Einfluss

Den meisten Einfluss auf Entscheidungen, die zum Teil maßgeblich die Entwicklung des Pflegekindes beeinflussen, haben diejenigen Personen im Hilfesystem, die das Kind am wenigsten kennen.
Wie kann das sein?

Wie stellt es sich dar, dieses „Hilfesystem“? Wer sind die Akteurinnen, die die Hilfe für das Kind gestalten?

Die Sachbearbeiterin des Jugendamtes verwaltet den Kinder- und Jugendhilfefall.

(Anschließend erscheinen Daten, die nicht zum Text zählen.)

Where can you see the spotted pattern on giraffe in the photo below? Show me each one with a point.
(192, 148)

Sie denkt und handelt auf der wirtschaftlich-bürokratischen Ebene.

Die Vormünderin nimmt nach der Bestellung durch das Familiengericht diejenigen Teile des Sorgerechts wahr, die den Kindeseltern entzogen wurden (z.B. das Aufenthaltsbestimmungsrecht).

Die pädagogische Fachkraft des Hilfeträgers betreut uns als Fachfamilie im Rahmen der Dienstleistung ‚Unterbringung eines Kindes‘ an das Jugendamt.

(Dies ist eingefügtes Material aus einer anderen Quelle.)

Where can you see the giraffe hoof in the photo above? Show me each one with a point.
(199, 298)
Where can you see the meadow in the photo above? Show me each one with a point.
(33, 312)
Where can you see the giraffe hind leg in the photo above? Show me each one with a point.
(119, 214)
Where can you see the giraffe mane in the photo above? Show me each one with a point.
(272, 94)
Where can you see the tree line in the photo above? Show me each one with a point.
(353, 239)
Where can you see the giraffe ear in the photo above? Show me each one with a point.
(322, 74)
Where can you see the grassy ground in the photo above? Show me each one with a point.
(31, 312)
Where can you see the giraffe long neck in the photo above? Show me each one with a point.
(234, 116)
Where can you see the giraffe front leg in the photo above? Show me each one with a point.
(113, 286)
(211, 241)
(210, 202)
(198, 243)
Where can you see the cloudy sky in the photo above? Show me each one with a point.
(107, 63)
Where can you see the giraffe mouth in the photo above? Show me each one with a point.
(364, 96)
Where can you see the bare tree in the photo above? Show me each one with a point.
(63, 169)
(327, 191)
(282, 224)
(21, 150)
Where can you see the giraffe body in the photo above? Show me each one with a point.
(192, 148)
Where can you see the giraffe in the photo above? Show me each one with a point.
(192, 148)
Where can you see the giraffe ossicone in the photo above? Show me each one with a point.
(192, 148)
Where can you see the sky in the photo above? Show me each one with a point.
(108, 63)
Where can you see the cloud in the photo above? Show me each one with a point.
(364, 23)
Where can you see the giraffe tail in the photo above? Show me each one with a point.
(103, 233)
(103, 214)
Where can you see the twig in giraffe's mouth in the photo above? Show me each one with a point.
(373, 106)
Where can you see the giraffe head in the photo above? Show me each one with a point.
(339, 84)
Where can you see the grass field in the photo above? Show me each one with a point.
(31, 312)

Die Herkunftsfamilie möchte den Kontakt zu ihrem Kind aus persönlichen und/oder wirtschaftlichen Gründen aufrecht erhalten.

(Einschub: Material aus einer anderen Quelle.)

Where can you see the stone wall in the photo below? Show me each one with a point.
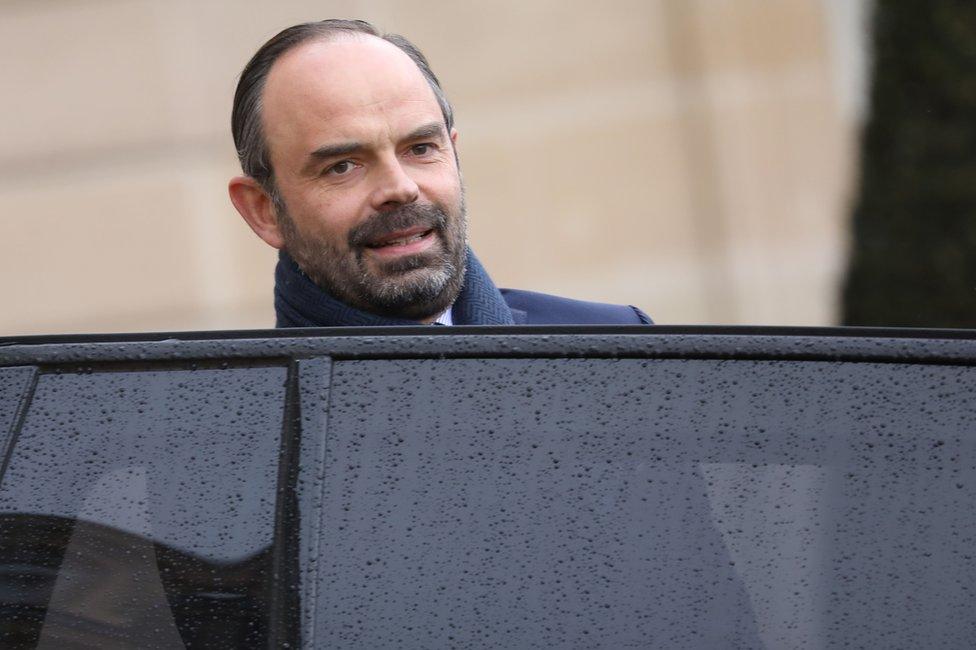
(692, 157)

Doch für das Kind am wichtigsten ist seine soziale Familie, die Pflegefamilie.
Wir sind Elvis‘ wichtigste Bezugspersonen. Mit uns verbringt er logischerweise die meiste Zeit – nämlich 24 Stunden jedes Tages eines Jahres.

Zum Vergleich:

Die meisten Akteur*innen sehen das Kind (sehr) selten und dann auch nur kurz:

Pflegeeltern: 365 Tage pro Jahr, jeweils 24 Stunden (100% der Zeit)
Herkunftsfamilie: 9 mal jährlich, jeweils eine Stunde (0,9%)
Hilfeträger: 4 mal jährlich, jeweils eineinhalb Stunden (0,7%)
Vormund: 3 mal jährlich, jeweils eine Stunde (0,3%)
Jugendamt: 1 mal jährlich, eine knappe Stunde (0,1%)

Die Sachbearbeiterin in unserem Fall nimmt sich für Elvis einmal im Jahr etwa eine knappe Stunde Zeit…
Sie kennt das Kind also kaum, hat aber in ihrer Funktion den bei Weitem größten Einfluss auf die Gestaltung der Hilfe für das Kind.
Entsprechend findet die Hilfeplanung bislang fast ausschließlich auf der wirtschaftlich-bürokratischen und – das halte ich für besonders problematisch – auf der Macht-Ebene statt.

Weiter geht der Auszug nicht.